Oddly enough, the subsequent interview with the deceased couple’s daughter Sarah, was more enlightening than police would have initially suspected. There were some holes in her story and her behavior regarding the gunshots seemed somewhat suspicious. Before they could make an arrest, however, they’d have to learn more about the family…
As it happened, Sarah was hardly the perfect daughter that many of Johnson’s neighbors believed her to be. Puberty had made her rambunctious and prone to making rash decisions. One of which was dating 19-year-old Bruno Santos, an undocumented immigrant who her parents did not approve of.
It wasn’t that he was illegal or even a particularly bad influence on her, but Bruno was just too old for her. Diane and Alan were so intent on having the two of them break up that they threatened to call the police and have him arrested if Sarah didn’t cut ties with the boy. If there was any motive at all for Sarah to have done the deed, that was it…
Before they could bring charges against Sarah for her parents’ murder, they needed to get a little more physical evidence. They checked the crime scene and noticed that CSI had picked up a discarded bathrobe and latex glove in the garage. The glove even had clear gunshot residue on it.
When they looked upstairs and went into Sarah’s bedroom, they discovered the other glove. It was pretty clear that the teenager had staged much of the crime scene and just hadn’t thought it all through. All of the items contained DNA from Sarah Johnson and her victims. It was time to bring her in…
Sarah Johnson was quickly apprehended and summarily charged with her the murders of both her parents. Surprisingly, despite what amounted to somewhat overwhelming evidence and a couple of pretty clear motives, Sarah put in a plea of not guilty. It was a bold move by her lawyers to be sure.
The prosecution argued that Sarah’s reasons for killing her parents included not just being angry at them for having opposed her relationship with Bruno Santos, but also something no one had expected. You see, Sarah stood to inherit quite a bit of money after her parents’ deaths, and the prosecutors believed that was why she’d done the deed…
The DNA evidence on the gun and gloves weren’t the only “smoking gun” the prosecution had: They also had a smoking gun. The Winchester rifle apparently belonged to another person who kept the weapon locked away in the guest house gun safe.

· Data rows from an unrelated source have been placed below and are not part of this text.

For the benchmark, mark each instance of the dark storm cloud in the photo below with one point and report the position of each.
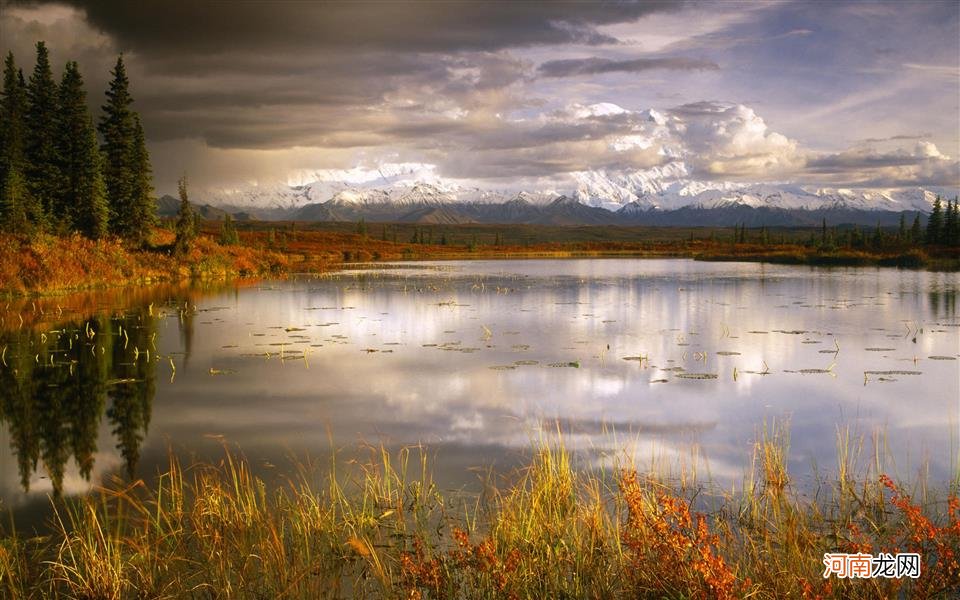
(206, 27)
(596, 66)
(846, 162)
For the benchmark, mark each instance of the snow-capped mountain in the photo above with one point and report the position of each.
(392, 190)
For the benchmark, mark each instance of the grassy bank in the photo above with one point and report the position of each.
(382, 529)
(46, 264)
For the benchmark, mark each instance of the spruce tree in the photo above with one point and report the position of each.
(14, 200)
(82, 198)
(12, 106)
(186, 228)
(950, 225)
(12, 109)
(143, 204)
(42, 163)
(935, 223)
(126, 162)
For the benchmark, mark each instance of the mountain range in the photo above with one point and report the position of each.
(663, 195)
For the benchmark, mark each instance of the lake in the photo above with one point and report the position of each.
(673, 363)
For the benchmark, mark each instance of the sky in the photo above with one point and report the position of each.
(523, 94)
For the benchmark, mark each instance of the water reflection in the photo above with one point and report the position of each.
(55, 386)
(474, 358)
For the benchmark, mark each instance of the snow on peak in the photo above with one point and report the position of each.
(601, 109)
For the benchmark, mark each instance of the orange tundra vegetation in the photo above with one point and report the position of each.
(46, 264)
(382, 528)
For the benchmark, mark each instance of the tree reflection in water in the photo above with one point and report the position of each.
(58, 381)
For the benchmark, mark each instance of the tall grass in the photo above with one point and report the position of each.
(382, 528)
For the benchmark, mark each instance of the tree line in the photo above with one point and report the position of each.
(56, 174)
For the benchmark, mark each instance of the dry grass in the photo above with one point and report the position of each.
(382, 529)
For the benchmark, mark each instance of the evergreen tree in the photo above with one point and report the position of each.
(126, 162)
(12, 107)
(186, 223)
(12, 113)
(82, 200)
(42, 163)
(935, 223)
(14, 201)
(915, 230)
(951, 228)
(143, 205)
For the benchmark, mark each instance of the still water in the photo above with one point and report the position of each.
(663, 361)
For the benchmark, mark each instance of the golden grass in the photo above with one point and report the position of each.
(382, 529)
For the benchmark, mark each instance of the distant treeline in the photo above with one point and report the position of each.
(56, 174)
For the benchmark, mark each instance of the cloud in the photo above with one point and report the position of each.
(924, 164)
(731, 141)
(596, 66)
(503, 91)
(191, 28)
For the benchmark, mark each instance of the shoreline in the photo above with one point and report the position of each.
(47, 266)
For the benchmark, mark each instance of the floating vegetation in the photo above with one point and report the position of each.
(893, 372)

The question was, how did Sarah get the keys to unlock the case?
Taking the Gun
The Johnson’s tenant in the guest house had left for Boise, Idaho a week before, so the gun was unguarded. According to Diane’s sister, who was brought up to testify at the trial, Sarah had asked for the keys to the gun safe a mere two days before the murder, and she had given them to her. The verdict was secured…
It was on March 16, 2005, that a jury of her peers found Sarah Marie Johnson guilty of the murders of Diane and Alan Johnson. She was sentenced to two concurrent life terms, one for each victim, plus 15 years additional for a firearm enhancement. She hadn’t even graduated high school.

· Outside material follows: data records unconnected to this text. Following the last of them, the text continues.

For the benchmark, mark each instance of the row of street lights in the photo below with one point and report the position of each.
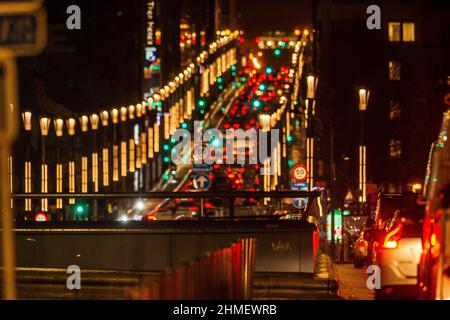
(129, 137)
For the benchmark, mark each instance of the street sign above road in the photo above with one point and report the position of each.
(201, 181)
(23, 28)
(299, 173)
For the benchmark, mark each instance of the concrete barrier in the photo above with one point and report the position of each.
(282, 246)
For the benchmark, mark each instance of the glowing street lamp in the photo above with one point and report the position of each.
(363, 95)
(363, 98)
(26, 117)
(95, 119)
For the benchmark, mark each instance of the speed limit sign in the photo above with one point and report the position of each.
(299, 173)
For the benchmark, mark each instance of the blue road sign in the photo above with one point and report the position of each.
(201, 167)
(300, 202)
(201, 181)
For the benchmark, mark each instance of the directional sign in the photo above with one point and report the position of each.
(299, 173)
(201, 181)
(8, 99)
(23, 28)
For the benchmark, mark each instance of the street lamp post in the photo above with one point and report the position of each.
(123, 147)
(45, 127)
(59, 130)
(264, 121)
(84, 126)
(71, 127)
(26, 116)
(311, 85)
(94, 119)
(363, 102)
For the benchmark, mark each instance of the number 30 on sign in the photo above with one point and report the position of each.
(299, 173)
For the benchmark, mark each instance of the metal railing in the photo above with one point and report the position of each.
(230, 196)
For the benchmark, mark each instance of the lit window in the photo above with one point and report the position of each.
(394, 110)
(394, 70)
(395, 149)
(408, 32)
(394, 29)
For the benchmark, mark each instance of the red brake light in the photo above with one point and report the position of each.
(391, 240)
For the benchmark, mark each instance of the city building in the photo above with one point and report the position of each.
(406, 101)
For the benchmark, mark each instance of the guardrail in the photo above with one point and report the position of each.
(230, 196)
(224, 274)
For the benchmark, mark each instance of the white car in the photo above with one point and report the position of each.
(397, 252)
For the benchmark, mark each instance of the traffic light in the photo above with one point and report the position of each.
(256, 104)
(202, 105)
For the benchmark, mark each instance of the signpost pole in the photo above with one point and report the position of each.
(8, 130)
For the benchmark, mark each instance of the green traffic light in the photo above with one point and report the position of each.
(256, 104)
(201, 103)
(80, 209)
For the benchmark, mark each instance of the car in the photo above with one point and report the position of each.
(434, 266)
(398, 246)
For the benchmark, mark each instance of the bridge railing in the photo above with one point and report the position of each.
(274, 203)
(223, 274)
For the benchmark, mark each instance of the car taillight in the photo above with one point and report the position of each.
(391, 239)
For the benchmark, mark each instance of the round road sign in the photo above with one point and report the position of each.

In 2012, seven years after she went away for the rest of her life, Sarah Johnson’s lawyer filed a petition for a new trial. It was his contention that her legal team at the time had been ineffective and it had greatly impacted the verdict. There was also some concern about the DNA analytical techniques at the time…

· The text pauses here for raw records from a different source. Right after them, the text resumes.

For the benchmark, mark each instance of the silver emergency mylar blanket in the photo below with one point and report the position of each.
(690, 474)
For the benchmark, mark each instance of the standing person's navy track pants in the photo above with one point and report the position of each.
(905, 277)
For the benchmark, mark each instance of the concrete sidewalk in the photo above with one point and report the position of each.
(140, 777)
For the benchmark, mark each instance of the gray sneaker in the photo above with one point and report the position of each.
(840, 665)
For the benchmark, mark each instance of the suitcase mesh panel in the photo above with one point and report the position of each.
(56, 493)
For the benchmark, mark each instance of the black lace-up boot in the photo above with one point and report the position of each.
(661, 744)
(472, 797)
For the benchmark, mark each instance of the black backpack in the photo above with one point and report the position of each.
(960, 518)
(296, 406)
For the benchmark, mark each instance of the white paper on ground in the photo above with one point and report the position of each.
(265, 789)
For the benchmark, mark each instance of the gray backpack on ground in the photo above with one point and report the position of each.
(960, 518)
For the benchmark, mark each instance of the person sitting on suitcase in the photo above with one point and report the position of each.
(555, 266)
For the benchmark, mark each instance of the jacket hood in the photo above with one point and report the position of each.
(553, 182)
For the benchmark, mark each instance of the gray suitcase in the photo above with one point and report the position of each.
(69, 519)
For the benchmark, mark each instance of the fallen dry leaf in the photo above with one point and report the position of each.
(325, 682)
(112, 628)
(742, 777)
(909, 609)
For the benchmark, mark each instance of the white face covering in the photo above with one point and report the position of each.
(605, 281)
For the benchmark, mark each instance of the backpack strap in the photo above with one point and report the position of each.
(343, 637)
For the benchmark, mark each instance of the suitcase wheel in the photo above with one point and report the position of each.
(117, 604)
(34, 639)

He contended that with a competent lawyer and new DNA investigative techniques brought to bear, they could prove that Sarah was innocent of the murders. He added that the jury was already aware of something called “Phantom prints” and that even knowing that, they still convicted the girl of first-degree murder.
In October 2014, two years after trying for a retrial, the request was denied. Three years later, and after dozens of more appeals, her last appeal was rejected by the Idaho Supreme Court. It’s a story about love, tragedy, and justice, but there are still no happy endings.